From Tucson, head east on 10 (be sure to stop and enjoy the rest stop at Texas Canyon!) and I hear there is good Italian food in Willcox. (That recommendation is a few years old). Careful in New Mexico, they write speeding tickets (ask me how I know . . . ). Gas is expensive in Lordsburg, cheaper in Deming. You can get an excellent lunch or dinner at La Posta La Mesilla, just south of Las Cruces (a lovely and very old Mexican community that was in place when New Mexico was still part of Mexico). La Posta is adjacent to a parking lot for local customers. Give yourself a little time to walk around and enjoy the shops and the square.

If you have to stop for the night, do it before or in El Paso. Don't sleep in a rest area between El Paso and Sierra Blanca, and be sure you don't have anything that sniffer dogs will spot when you go through the Border Patrol highway stop at Sierra Blanca. That stop has figured in arrests of many musicians of greater fame than Mudcat's Amos. :) Willy comes to mind . . .

Van Horn is an interesting little town, there are old tunnels between buildings (from the Depression era) but I've never found a tour of them. Chuy's is a local place with kind of odd Mexican food; if you stay on I-10 instead of the business route there is a Wendy's at the Pilot Travel Center Truck Stop that usually has pretty good gas prices.
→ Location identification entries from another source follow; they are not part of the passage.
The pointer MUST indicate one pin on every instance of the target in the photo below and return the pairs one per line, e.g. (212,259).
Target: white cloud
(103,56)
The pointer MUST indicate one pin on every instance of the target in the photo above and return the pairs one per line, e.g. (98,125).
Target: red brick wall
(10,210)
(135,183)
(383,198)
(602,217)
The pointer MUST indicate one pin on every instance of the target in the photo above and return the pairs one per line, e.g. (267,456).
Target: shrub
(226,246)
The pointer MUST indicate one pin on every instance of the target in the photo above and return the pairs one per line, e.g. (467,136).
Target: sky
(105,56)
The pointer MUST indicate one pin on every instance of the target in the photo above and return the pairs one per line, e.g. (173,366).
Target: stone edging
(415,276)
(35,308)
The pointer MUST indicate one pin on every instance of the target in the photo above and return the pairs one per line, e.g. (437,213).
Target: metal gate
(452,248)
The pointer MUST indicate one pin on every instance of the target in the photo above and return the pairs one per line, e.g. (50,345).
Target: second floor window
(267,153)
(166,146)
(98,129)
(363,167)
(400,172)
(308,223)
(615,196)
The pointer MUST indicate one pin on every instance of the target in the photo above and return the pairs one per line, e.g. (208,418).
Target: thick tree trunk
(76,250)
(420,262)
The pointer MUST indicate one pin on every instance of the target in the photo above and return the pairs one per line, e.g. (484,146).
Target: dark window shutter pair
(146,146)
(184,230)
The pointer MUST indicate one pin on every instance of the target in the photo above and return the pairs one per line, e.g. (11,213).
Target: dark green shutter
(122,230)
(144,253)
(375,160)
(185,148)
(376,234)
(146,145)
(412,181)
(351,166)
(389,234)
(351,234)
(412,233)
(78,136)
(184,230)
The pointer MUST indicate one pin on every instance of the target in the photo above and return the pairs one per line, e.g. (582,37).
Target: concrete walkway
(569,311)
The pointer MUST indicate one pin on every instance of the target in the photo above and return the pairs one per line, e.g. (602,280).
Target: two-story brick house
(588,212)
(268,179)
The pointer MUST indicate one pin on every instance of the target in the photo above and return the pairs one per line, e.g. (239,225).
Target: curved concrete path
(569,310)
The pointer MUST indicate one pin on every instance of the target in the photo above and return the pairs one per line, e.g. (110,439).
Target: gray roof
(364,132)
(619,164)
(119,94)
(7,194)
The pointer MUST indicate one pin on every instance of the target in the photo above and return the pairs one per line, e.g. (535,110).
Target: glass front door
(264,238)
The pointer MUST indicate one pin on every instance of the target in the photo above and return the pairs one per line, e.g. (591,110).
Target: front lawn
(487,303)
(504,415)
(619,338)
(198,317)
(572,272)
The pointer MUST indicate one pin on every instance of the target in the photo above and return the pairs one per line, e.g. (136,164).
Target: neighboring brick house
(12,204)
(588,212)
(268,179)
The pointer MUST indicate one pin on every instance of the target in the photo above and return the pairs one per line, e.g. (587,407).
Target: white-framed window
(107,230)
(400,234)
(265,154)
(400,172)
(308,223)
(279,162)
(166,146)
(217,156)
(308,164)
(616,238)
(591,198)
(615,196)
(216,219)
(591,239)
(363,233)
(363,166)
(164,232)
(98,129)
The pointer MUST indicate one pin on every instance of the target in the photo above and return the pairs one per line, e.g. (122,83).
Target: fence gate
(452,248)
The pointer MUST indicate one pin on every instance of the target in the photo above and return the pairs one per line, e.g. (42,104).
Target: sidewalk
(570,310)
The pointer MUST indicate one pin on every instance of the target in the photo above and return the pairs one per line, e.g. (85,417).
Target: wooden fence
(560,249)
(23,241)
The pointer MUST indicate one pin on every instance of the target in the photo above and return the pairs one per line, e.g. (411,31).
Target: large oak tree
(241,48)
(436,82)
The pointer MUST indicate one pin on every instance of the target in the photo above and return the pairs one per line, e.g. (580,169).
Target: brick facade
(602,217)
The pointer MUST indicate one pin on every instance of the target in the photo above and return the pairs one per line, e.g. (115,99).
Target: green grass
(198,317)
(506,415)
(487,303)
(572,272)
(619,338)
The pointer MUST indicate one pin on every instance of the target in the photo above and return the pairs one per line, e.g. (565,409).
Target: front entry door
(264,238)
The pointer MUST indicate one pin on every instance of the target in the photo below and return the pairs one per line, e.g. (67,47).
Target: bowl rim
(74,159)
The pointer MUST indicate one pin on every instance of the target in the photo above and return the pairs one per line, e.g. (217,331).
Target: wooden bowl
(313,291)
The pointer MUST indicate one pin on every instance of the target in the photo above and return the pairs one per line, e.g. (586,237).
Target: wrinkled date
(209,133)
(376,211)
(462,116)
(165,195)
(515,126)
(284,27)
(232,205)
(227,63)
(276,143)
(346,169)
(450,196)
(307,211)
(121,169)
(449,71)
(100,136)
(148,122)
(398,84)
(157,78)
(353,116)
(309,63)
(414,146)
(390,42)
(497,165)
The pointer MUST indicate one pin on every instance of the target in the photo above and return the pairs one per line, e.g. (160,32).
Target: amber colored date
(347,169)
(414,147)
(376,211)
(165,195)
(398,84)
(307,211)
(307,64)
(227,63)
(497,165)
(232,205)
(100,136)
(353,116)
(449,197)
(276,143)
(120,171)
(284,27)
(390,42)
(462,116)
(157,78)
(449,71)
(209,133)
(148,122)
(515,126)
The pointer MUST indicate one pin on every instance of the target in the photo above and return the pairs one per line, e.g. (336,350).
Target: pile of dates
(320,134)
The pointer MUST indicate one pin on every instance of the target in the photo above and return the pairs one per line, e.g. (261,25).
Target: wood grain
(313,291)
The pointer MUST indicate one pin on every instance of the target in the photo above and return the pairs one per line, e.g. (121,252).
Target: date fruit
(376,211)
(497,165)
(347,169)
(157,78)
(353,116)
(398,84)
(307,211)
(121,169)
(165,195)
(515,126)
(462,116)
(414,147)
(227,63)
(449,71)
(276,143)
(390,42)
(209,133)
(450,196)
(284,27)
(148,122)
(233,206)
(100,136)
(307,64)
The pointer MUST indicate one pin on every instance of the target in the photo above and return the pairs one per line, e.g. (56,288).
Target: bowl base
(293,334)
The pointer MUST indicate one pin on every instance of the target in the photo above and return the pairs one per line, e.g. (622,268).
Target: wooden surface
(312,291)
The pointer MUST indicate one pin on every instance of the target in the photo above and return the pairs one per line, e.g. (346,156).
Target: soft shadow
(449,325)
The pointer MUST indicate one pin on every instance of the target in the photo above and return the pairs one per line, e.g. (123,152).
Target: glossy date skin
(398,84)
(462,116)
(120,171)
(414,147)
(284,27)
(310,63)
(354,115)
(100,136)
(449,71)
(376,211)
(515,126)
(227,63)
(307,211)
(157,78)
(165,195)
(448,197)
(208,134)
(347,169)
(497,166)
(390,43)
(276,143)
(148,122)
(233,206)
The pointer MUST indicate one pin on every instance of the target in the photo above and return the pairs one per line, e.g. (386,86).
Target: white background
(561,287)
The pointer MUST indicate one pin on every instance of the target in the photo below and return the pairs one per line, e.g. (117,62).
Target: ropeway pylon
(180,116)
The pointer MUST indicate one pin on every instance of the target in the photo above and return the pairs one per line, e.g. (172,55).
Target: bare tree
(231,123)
You have to take the I-20 side of the split as you head east, and give yourself a little time to drive north of the highway in Toyah. There is a very old High School and other interesting houses in the town. Monahans Sand Hills is another good stop - there are lots of sand dunes around the area, but the State Park has the best examples of the white sand dunes.

Lots of interesting little towns as you move east; look for the Allsup gas stations, or Alon, they seem to have good prices and a variety of foods, etc. Thurber is an area with a tall brick smokestack, a center of coal country in Texas. There's a DQ in Ranger, and then the next stop east should be in my driveway in Fort Worth.